# More Manhattan Beach Volleyball!



## the changoman (Jul 2, 2008)

Hey everyone, I need help with my Volley Ball Galleries, I just posted a new one (work in progress), and It seems to me that the pictures I'm taking are starting to seem repetative. Is there a remedy to this? How can I vary my angles or position myself to get different shots?

In bad need of some Comments and Critique. (still learning)

Look at the gallery here --> http://laphotog.zenfolio.com/

Thanks for looking!


----------



## Tyjax (Jul 2, 2008)

Good work. Mid day sun is a pain.  I like these. That being said:

Of the three The first is has the most power I think.

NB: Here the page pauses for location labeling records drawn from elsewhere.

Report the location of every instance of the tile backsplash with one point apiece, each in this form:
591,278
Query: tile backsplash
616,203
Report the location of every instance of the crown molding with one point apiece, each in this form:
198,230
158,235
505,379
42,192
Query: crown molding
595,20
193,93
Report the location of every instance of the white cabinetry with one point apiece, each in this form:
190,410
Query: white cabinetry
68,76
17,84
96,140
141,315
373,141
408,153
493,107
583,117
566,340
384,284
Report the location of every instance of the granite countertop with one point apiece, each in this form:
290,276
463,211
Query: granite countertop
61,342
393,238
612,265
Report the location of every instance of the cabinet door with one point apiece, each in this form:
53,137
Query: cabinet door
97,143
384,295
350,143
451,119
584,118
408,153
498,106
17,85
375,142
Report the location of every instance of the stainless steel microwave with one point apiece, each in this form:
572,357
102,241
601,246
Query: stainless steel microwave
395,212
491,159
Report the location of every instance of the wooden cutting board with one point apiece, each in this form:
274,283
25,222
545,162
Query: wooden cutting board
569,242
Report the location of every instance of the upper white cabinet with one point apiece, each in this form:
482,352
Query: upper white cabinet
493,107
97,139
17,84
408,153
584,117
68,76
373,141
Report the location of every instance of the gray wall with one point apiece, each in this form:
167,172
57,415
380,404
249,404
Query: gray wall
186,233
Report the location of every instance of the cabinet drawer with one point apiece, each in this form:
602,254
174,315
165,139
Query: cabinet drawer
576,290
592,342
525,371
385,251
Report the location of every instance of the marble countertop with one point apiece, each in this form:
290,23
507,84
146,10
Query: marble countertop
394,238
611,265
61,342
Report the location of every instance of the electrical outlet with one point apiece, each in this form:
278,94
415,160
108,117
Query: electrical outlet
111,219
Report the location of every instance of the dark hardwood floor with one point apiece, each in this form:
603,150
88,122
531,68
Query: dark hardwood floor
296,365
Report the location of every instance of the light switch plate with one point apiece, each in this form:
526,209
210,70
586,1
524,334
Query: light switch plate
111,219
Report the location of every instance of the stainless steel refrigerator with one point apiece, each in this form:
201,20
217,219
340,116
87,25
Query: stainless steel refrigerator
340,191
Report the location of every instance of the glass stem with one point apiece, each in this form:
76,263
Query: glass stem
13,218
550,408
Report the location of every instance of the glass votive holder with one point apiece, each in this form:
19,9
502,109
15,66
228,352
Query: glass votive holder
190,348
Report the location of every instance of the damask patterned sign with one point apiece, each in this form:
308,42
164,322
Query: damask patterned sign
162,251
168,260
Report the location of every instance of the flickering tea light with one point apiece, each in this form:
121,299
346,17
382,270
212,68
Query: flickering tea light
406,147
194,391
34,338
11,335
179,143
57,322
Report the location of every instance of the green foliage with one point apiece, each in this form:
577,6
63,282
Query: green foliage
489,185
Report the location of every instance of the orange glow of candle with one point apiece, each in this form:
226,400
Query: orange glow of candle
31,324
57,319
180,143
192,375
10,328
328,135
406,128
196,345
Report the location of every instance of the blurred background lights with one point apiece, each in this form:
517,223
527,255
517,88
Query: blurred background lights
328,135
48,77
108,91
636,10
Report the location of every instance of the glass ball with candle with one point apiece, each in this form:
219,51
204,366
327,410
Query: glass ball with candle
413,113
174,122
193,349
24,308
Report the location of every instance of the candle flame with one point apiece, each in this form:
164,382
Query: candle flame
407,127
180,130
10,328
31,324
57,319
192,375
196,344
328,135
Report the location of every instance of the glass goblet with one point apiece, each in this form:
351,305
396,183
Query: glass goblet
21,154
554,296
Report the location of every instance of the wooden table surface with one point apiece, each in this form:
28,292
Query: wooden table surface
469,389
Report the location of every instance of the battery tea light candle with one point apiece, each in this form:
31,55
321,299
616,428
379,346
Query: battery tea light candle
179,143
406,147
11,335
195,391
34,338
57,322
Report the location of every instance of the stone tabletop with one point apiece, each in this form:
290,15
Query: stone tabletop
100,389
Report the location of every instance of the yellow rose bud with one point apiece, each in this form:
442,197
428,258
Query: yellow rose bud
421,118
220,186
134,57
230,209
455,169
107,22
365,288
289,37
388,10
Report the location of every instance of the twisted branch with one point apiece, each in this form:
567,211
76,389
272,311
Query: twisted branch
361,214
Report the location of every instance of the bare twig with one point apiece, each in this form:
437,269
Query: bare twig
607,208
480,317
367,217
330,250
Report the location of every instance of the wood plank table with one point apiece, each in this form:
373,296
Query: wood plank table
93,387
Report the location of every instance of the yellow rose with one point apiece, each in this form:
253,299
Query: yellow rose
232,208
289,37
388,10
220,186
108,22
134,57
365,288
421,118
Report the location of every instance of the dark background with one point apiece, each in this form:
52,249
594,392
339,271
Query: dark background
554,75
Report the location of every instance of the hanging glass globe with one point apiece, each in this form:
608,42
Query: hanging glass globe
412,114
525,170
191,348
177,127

#2 something in the model's face is distracting. Either shadows or expression

#3 And the midrif shadows bug me on this one.


----------



## the changoman (Jul 2, 2008)

sounds good.


----------



## mmcduffie1 (Jul 6, 2008)

nice shots


----------



## the changoman (Jul 7, 2008)

thanks


----------



## aliaks (Jul 9, 2008)

the first one is a keeper!! 
iwould crop the second and third by half.  Eyes + Ball = Goal


----------



## Puscas (Jul 10, 2008)

looks good. What I'm missing is defense pics or photo's where people are setting the ball.  I know the attack looks like the most fascinating part of the game, but a good dig is great too. There are a few in your gallery where the ball is missing; that's weird when you see someone jump and hit air. 

Try some closer shots too: hand touching the ball, a look on someones face, things like that. 


but for a volleyball addict like me, this is a great start. If I were there, I would have probably ordered some. Keep it up!


pascal


----------



## the changoman (Jul 11, 2008)

thank you very much...  and yes, I am addicted also.


----------



## motorshooter (Jul 15, 2008)

Bring the image up closer, an image worth running is worth running *BIG*


----------